DeEpLearning models for MultIlingual haTespeech
Solving the problem of hate speech detection in 9 languages across 16 datasets.
Please look here to check model loading and inference.
Please cite our paper in any published work that uses any of these resources.
@inproceedings{aluru2021deep,
title={A Deep Dive into Multilingual Hate Speech Classification},
author={Aluru, Sai Saketh and Mathew, Binny and Saha, Punyajoy and Mukherjee, Animesh},
booktitle={Machine Learning and Knowledge Discovery in Databases. Applied Data Science and Demo Track: European Conference, ECML PKDD 2020, Ghent, Belgium, September 14--18, 2020, Proceedings, Part V},
pages={423--439},
year={2021},
organization={Springer International Publishing}
}
./Dataset --> Contains the dataset related files.
./BERT_Classifier --> Contains the codes for BERT classifiers performing binary classifier on the dataset
./CNN_GRU --> Contains the codes for CNN-GRU model
./LASER+LR --> Containes the codes for Logistic regression classifier used on top of LASER embeddings
Make sure to use Python3 when running the scripts. The package requirements can be obtained by running pip install -r requirements.txt
.
Check out the Dataset
folder to know more about how we curated the dataset for different languages.
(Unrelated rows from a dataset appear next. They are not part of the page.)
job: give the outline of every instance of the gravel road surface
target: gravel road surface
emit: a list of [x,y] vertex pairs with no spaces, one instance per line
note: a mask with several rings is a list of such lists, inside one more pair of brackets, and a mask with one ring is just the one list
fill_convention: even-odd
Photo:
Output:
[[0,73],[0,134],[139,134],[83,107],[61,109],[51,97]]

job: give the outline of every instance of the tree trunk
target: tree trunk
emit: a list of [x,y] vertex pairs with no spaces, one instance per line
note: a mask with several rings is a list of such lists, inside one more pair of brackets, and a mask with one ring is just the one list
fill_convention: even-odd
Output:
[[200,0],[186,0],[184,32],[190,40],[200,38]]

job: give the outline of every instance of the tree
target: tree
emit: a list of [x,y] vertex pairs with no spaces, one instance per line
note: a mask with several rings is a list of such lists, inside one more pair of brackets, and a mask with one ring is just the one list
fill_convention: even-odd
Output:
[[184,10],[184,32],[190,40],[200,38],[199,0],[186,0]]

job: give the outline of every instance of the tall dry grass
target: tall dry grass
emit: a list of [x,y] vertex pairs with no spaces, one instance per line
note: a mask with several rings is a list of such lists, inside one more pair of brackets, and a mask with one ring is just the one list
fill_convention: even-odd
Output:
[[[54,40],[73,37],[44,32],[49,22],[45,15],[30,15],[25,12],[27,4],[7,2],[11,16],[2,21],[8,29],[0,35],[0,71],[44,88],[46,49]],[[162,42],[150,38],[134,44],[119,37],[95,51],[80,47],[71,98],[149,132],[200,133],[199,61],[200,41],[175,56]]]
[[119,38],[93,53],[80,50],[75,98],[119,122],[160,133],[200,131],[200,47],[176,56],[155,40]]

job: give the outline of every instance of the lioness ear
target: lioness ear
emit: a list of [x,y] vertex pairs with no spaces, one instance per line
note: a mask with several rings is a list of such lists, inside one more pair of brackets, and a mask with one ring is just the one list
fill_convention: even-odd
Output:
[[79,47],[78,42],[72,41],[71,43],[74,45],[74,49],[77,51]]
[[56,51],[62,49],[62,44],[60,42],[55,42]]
There are few datasets which requires crawling them hence we can gurantee the retrieval of all the datapoints as tweets may get deleted.
We release the code for train/finetuning the following models along with their hyperparamters.
best for high resource language
,
best for low resource language
fastest to train
,
slowest to train
mBERT Baseline:
This setting consists of using multilingual bert model with the same language dataset for training and testing. Refer to BERT Classifier
folder for the codes and usage instructions.
mBERT All_but_one:
This setting consists of using multilingual bert model with training dataset from multiple languages and validation and test from a single target language. Refer to BERT Classifier
folder for the codes and usage instructions.
Translation + BERT Baseline:
This setting consists of translating the other language datasets to english and finetuning the bert-base model using this translated datasets. Refer to BERT Classifier
folder for the codes and usage instructions.
CNN+GRU Baseline:
This setting consists of using MUSE word embeddings along with a CNN-GRU based model, and training and testing on the same language. Refer to CNN_GRU
folder for the codes and usage instructions.
LASER+LR baseline:
This setting consists of training a logistic regression model on the LASER embeddings of the dataset. The training and testing dataset are from the same language. Refer to LASER+LR
folder for the codes and usage instructions.
LASER+LR all_but_one:
This setting consists of training a logistic regression model on the LASER embeddings of the dataset. The dataset from other languages are also used to train the LR model. Refer to LASER+LR
folder for the codes and usage instructions.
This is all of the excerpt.